The backlash against this show of force has been fierce and has come from all sides of the political spectrum. The president’s aim so far has not been to sympathize with those who have suffered or those who protest alongside them, nor to provide much-needed words of calm and unity to a nation that is also still very much in turmoil from COVID-19. His response has been to use force and to blame the far-left movement antifa for the violence at demonstrations. He threatened to label the movement a terrorist group while ignoring the threat from neo-Nazi groups like The Atomwaffen Division, which, although small, is establishing itself in other countries around the world, much to the distress of some security experts and officials in Europe.

Racism as “Chefsache”—Global Demonstrations Demand as Much

And the president certainly and lamentably has not acknowledged that systemic racism deserves to become “Chefsache.” Instead, he frequently cites the economic gains African Americans have made under his presidency. Other state and local leaders are trying to fill the gap, along with the thousands of demonstrators around the United States who continue to call for police reform and anti-racism measures. Meanwhile, Democratic Members of Congress have introduced a bill that addresses racial bias and police misconduct.

Sympathetic protestors in several European cities and across the globe, including Berlin and other German cities, have expressed solidarity with the U.S. demonstrators. European government officials, among them German foreign minister Heiko Maas, have done the same.  Demonstrators are not only protesting racism in the United States, but also in their own countries, Australia being one example. In Germany, demonstrators are also pointing to the persistent discrimination and racism people of color and different ethnicities are experiencing in their daily lives.

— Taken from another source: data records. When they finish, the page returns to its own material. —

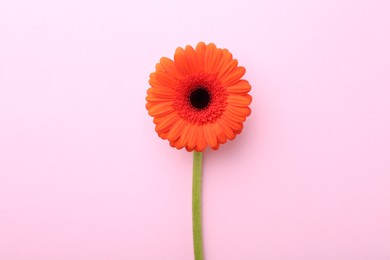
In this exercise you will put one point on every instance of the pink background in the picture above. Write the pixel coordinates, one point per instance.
(83, 175)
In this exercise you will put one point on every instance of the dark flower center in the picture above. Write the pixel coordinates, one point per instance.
(200, 97)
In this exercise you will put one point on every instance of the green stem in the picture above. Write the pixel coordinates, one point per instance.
(197, 206)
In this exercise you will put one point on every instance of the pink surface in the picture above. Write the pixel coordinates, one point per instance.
(83, 176)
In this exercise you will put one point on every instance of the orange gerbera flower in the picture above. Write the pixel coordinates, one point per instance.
(198, 99)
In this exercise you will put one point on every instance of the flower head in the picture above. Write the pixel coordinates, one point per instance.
(198, 99)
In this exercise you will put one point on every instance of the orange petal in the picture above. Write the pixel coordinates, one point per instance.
(160, 109)
(226, 128)
(200, 53)
(169, 67)
(226, 56)
(228, 68)
(176, 129)
(192, 137)
(241, 87)
(200, 139)
(233, 124)
(210, 136)
(240, 111)
(164, 124)
(183, 140)
(161, 92)
(239, 100)
(167, 80)
(210, 57)
(233, 116)
(191, 58)
(181, 62)
(219, 133)
(233, 77)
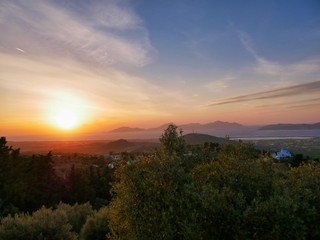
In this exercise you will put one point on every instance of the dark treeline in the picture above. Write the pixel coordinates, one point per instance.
(209, 191)
(29, 182)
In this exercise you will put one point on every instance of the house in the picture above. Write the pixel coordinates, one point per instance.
(282, 154)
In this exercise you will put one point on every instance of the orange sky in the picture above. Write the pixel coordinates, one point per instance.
(73, 73)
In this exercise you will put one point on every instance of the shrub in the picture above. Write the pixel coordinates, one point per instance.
(43, 224)
(76, 214)
(96, 226)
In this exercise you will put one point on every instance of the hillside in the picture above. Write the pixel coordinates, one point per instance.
(184, 127)
(197, 138)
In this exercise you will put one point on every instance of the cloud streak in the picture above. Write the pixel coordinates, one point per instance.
(113, 35)
(296, 90)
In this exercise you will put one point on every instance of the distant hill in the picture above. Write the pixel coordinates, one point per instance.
(197, 138)
(126, 129)
(184, 127)
(291, 127)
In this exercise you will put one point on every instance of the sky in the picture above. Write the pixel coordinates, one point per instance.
(92, 65)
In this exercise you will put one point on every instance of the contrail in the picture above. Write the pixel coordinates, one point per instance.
(19, 49)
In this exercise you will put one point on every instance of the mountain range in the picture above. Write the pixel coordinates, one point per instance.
(291, 126)
(184, 127)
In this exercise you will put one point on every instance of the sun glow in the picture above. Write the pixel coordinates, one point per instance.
(67, 111)
(66, 119)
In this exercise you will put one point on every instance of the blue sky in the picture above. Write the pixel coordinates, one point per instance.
(142, 63)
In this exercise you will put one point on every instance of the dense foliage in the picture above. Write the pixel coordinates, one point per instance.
(28, 182)
(230, 192)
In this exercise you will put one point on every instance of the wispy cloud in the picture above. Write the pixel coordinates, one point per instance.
(296, 90)
(105, 34)
(218, 85)
(283, 72)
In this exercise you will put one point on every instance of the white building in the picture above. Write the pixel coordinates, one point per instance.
(282, 154)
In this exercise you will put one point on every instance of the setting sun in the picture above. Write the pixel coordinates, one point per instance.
(66, 111)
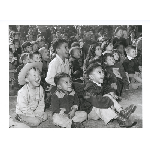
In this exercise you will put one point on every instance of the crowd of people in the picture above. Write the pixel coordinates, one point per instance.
(79, 72)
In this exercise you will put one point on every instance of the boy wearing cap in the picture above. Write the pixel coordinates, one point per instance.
(30, 99)
(27, 47)
(65, 104)
(101, 100)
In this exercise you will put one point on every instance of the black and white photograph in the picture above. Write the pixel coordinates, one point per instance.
(75, 76)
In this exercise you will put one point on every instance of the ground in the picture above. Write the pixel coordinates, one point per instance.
(128, 97)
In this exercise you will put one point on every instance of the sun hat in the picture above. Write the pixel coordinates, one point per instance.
(25, 69)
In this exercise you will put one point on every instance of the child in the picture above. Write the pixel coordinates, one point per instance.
(60, 63)
(107, 46)
(98, 105)
(35, 57)
(27, 47)
(30, 99)
(34, 46)
(76, 65)
(45, 59)
(65, 104)
(94, 55)
(116, 74)
(12, 68)
(131, 66)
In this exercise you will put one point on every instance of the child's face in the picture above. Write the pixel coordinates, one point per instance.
(97, 75)
(11, 55)
(65, 84)
(110, 61)
(116, 56)
(16, 44)
(98, 51)
(34, 78)
(35, 47)
(132, 53)
(77, 53)
(29, 49)
(36, 58)
(109, 47)
(45, 55)
(120, 49)
(63, 50)
(119, 33)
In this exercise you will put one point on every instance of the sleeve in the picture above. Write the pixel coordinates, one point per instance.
(23, 104)
(51, 73)
(41, 105)
(55, 104)
(99, 101)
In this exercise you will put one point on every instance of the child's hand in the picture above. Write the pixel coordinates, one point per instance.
(71, 114)
(62, 110)
(113, 95)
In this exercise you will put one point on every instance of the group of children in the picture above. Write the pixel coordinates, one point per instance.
(76, 85)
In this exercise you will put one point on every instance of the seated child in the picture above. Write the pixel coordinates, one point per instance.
(12, 68)
(100, 99)
(65, 104)
(131, 66)
(116, 74)
(46, 60)
(34, 46)
(34, 57)
(75, 64)
(30, 99)
(27, 47)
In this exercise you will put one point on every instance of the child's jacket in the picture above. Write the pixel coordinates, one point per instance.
(131, 66)
(61, 100)
(30, 104)
(96, 96)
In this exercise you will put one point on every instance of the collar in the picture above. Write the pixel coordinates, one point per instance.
(98, 84)
(60, 60)
(129, 57)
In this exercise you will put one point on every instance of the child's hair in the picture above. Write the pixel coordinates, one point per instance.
(73, 49)
(75, 44)
(128, 48)
(35, 69)
(116, 51)
(15, 40)
(24, 56)
(92, 67)
(34, 53)
(58, 42)
(59, 76)
(34, 42)
(25, 44)
(106, 55)
(91, 52)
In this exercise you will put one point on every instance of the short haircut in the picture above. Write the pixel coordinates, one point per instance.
(92, 67)
(24, 56)
(60, 76)
(58, 42)
(107, 55)
(74, 44)
(33, 53)
(128, 48)
(73, 49)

It will take a concerted effort on both sides of the Atlantic to counter racial violence and extremisms and to address the subtle acts of racism and discrimination that occur all too often. The predominantly young demonstrators are loudly and vehemently reminding their political leaders and anybody who is watching that the issue will no longer be ignored. In the twenty-first century, spreading hate and extremist rhetoric online is a fast and simple matter and the audience has been even more willing and captive to absorb it while social-distancing indoors. The new German cabinet committee and the measures already adopted represent an important step taken by the government and project the right message. It will take time, however, to put actions into place and a lot more is needed to eradicate hatred, xenophobia, and prejudice and for German society to finally recognize diversity as the norm and a source of strength and not something to hate or oppose.

The views expressed are those of the author(s) alone. They do not necessarily reflect the views of the American-German Institute.